Conservation, Destruction, and Curating Impermanence
“History is what hurts.”
-Fredric Jameson.
This course deals with the political dimension of architectural, urban, and landscape conservation and aims to develop counter-hegemonic design practices for creating more inclusive definitions of history and spaces. The course questions the foundations upon which traditional conservation is grounded: the parameters of permanence, origin, and authenticity, through readings on the politics of history, memory, and the contribution of the arts. Simultaneously, the course will consist of the deep and critical analysis of late modern and contemporary case studies around the world in which architects and planners take an explicit stance towards sociopolitical circumstances of places by using design means.
Each session will consist of a presentation of selected case studies followed by the discussion of theoretical readings.

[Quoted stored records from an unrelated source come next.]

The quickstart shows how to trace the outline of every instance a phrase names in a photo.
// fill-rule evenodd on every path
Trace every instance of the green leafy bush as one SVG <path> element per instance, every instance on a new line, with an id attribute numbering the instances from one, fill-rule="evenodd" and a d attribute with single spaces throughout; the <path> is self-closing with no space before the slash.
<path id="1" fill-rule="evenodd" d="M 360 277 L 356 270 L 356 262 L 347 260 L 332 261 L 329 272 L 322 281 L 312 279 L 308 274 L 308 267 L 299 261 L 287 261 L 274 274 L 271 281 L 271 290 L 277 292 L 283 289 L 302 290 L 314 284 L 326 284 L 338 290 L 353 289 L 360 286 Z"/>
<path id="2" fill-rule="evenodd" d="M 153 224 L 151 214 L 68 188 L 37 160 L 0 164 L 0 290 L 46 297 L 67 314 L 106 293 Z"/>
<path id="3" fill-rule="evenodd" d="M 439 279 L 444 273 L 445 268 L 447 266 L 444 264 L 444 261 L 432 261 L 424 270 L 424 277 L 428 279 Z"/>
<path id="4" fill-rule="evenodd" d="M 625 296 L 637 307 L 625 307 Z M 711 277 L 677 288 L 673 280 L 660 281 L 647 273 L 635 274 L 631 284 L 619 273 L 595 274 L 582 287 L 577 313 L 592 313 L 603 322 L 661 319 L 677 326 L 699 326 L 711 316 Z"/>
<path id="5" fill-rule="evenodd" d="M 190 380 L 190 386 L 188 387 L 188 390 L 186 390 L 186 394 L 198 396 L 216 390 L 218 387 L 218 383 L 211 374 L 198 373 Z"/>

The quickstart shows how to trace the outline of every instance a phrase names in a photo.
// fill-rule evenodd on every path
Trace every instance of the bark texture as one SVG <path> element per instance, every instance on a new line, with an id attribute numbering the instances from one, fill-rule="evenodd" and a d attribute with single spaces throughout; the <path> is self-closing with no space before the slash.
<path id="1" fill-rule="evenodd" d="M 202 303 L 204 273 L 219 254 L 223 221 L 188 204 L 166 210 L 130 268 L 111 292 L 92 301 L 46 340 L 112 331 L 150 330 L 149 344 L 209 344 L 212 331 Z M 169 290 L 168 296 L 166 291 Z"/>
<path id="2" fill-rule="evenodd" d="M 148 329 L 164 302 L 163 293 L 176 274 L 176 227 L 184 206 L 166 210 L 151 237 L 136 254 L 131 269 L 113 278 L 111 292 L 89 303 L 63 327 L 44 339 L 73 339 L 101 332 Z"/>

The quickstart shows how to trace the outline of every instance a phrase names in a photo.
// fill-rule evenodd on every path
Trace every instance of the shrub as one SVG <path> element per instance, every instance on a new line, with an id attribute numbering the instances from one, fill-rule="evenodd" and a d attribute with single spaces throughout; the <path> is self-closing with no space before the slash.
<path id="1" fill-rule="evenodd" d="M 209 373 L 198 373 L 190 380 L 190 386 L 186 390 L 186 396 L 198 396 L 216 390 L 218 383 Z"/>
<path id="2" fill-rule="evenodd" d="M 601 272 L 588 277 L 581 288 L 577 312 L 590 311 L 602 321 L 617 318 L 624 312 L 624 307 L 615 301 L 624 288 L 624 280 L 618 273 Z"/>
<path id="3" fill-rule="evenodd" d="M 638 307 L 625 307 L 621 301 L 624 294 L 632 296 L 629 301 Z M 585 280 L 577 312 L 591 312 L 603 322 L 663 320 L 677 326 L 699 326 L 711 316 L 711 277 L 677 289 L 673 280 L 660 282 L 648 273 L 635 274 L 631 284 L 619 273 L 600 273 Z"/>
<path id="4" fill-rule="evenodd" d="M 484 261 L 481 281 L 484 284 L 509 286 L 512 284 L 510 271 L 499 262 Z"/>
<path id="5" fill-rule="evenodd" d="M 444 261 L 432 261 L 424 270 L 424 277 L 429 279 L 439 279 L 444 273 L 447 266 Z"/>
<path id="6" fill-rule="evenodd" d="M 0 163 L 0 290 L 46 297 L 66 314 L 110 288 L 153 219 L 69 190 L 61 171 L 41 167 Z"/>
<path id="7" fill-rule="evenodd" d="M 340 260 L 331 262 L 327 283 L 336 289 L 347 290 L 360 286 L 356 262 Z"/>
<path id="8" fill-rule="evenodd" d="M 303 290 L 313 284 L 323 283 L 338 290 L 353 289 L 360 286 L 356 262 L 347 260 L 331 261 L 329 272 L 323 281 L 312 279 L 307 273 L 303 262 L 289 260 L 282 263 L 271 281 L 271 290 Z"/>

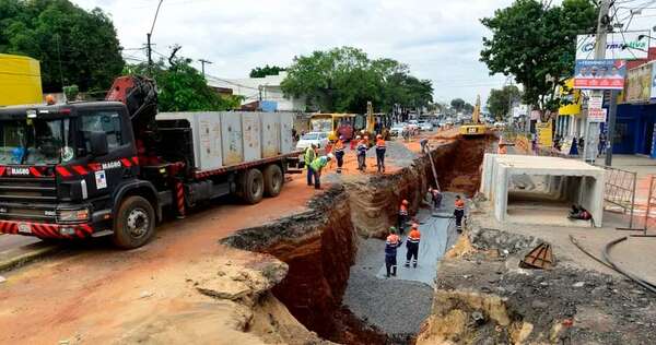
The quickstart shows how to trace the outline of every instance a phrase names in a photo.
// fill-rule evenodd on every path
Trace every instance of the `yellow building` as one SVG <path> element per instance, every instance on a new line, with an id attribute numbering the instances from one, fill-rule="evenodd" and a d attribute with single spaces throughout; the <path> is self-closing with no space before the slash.
<path id="1" fill-rule="evenodd" d="M 0 53 L 0 106 L 43 102 L 38 60 Z"/>

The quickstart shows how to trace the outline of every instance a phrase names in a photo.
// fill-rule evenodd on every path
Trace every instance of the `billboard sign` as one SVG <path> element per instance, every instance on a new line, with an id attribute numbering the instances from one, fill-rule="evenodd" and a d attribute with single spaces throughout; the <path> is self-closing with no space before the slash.
<path id="1" fill-rule="evenodd" d="M 624 60 L 576 60 L 574 88 L 623 90 Z"/>
<path id="2" fill-rule="evenodd" d="M 588 100 L 588 120 L 590 122 L 606 122 L 606 112 L 604 96 L 590 96 Z"/>
<path id="3" fill-rule="evenodd" d="M 625 99 L 628 103 L 648 102 L 652 97 L 653 85 L 653 63 L 631 69 L 626 73 L 626 93 Z"/>
<path id="4" fill-rule="evenodd" d="M 595 35 L 576 37 L 576 60 L 595 59 Z M 646 59 L 649 50 L 649 31 L 636 31 L 608 34 L 606 59 L 639 60 Z"/>

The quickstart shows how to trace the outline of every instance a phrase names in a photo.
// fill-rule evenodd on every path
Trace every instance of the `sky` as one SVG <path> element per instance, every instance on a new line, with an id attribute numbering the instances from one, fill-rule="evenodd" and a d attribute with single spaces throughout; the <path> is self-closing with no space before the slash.
<path id="1" fill-rule="evenodd" d="M 159 0 L 73 0 L 108 13 L 128 58 L 141 48 Z M 491 16 L 511 0 L 164 0 L 154 26 L 155 58 L 179 55 L 212 61 L 206 72 L 245 78 L 265 64 L 289 66 L 295 56 L 352 46 L 371 58 L 393 58 L 413 75 L 433 81 L 436 102 L 461 97 L 483 102 L 506 79 L 490 76 L 479 62 Z M 129 60 L 128 60 L 129 61 Z M 200 63 L 196 62 L 200 69 Z"/>

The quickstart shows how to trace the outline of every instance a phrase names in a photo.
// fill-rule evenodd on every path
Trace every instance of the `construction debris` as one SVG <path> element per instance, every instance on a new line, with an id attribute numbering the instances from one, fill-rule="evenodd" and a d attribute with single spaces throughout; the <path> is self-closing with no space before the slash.
<path id="1" fill-rule="evenodd" d="M 551 245 L 540 243 L 519 262 L 523 269 L 551 270 L 554 265 Z"/>

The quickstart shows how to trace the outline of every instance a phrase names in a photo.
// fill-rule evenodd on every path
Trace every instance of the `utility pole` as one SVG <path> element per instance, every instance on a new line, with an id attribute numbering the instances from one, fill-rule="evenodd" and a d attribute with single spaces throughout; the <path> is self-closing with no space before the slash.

The selection of projects include, among others, the multilayered history of destruction that David Chipperfield Architects pursue in their intervention of World War Two’s Neues Museum’s ruins in Berlin, Germany; Amateur Architecture Studio’s (founded by Lu Wengyu and Wang Shu) denunciation of government-driven systematic demolitions of rural villages in China by reusing their material rubble in the design of Ningbo’s History Museum; and Lina Bo’s criticism of elitist culture through the commemoration of labor and oppressed populations in her subversive reconversion of an obsolete factory in São Paulo, Brazil. This selection aims to reflect the late modern and contemporary global character of architectural production, but also an approach to the past that advocates for cross-cultural and transhistorical connections that includes the present and is projective towards the future. Despite major differences, I argue that these architects show an awareness of the ideological and political dimensions of architectural conservation and, respectively, articulate committed positions responding to the particular circumstances of place. This consciousness and explicit political positioning through aesthetic practices of resistance is unprecedented in the history of architectural conservation and defines the core of Critical Conservation.
For the analysis and reinterpretation of these projects, we will borrow from the fields of historical and political theory including Walter Benjamin, Fredric Jameson, Antonio Gramsci, and Chantal Mouffe’s critiques of hegemony and of the role of intellectuals, but also from phenomenological theories such as Maurice Merleau-Ponty, Edward S. Casey, and Dylan Trigg’s critiques of a notion of experience that was reduced to the sensorial dimension and disconnected from intellectual and political discourses. The selected projects resonate with these social theories while using architecture as a medium to express and articulate a counter-hegemonic ideological position.